Relative to the conventional ML algorithms that only require adjustment to two or fewer parameters, tuning lightGBM is far more complicated and makes it necessary to tune a larger number of parameters to ensure the accuracy and robustness of the model.

To optimize the 11 lightGBM parameters, the simplest method is to use the grid-search strategy. However, a substantial amount of cost is incurred when tuning all the 11 parameters simultaneously via grid-searching, particularly in the case of a relatively large search space. In order to address this issue, it is advisable to adopt Bayesian optimization strategies to perform hyperparameter tuning, as it has better performance on the test set and requires fewer iterations compared to grid and random searches.29, 30 Our results demonstrated that the baseline lightGBM model could be improved via Bayesian optimization by over 8.0% in ACC value, 11.1% in F-value, 21.9% in MCC value, and 8.5% in AUC value, on the validation set, respectively, thereby verifying the effectiveness of Bayesian optimization.

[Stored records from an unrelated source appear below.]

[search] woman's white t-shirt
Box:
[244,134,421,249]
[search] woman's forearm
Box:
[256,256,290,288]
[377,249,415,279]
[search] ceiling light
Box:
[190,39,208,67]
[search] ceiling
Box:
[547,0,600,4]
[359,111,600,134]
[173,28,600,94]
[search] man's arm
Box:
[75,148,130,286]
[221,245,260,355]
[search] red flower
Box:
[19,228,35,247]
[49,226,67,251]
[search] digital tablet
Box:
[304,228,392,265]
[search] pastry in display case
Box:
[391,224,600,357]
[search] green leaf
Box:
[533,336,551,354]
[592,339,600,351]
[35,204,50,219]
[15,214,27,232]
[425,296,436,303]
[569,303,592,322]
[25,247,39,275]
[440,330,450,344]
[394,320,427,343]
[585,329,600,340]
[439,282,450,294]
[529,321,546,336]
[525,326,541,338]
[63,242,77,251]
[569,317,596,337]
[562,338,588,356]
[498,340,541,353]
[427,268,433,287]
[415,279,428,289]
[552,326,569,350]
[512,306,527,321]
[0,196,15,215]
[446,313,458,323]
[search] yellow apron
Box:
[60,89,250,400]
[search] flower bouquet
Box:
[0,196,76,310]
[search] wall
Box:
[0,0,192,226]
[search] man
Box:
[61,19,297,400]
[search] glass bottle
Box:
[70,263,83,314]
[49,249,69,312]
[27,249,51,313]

Our research is not the first which has attempted to identify skeletal muscle changes with radiomics. de Jong et al.9 recently investigated the potential of skeletal muscle radiomic features to predict future muscle loss in stage IV NSCLC patients. However, the results only achieved an average AUC of 0.49 in predicting future muscle loss, and an average AUC of 0.68 in discriminatory patients who lost muscle and those who maintained muscle mass. There was a better performance in our study which used skeletal muscle radiomics to identify sarcopenia in patients with advanced NSCLC. The better result would attribute to a single institute experiment, pretreatment CT scan, and the powerful lightGBM model in our research.

This study had several limitations. First, we retrospectively assessed sarcopenia by muscle mass depletion analysis based on calculated L3-SMI, which is a routinely and widely used method,13, 20 and the absence of impaired muscle function could hinder the correct identification of sarcopenia;31, 32 however, additional prospective research will assist in solving this problem. Second, all the datasets herein were acquired from the same clinical center with the same PET/CT scanner. In the future, it will be necessary to conduct a multicenter study with a greater sample size.

In conclusion, CT based radiomics has the potential to identify sarcopenia in NSCLC patients with lightGBM classifier. The optimal lightGBM model via Bayesian hyperparameter tuning demonstrated better performance.

Acknowledgments

This work was supported by the National Natural Science Foundation of China (grant numbers 81771819, 81801670).

    Disclosure

    The authors declare that they have no conflicts of interest.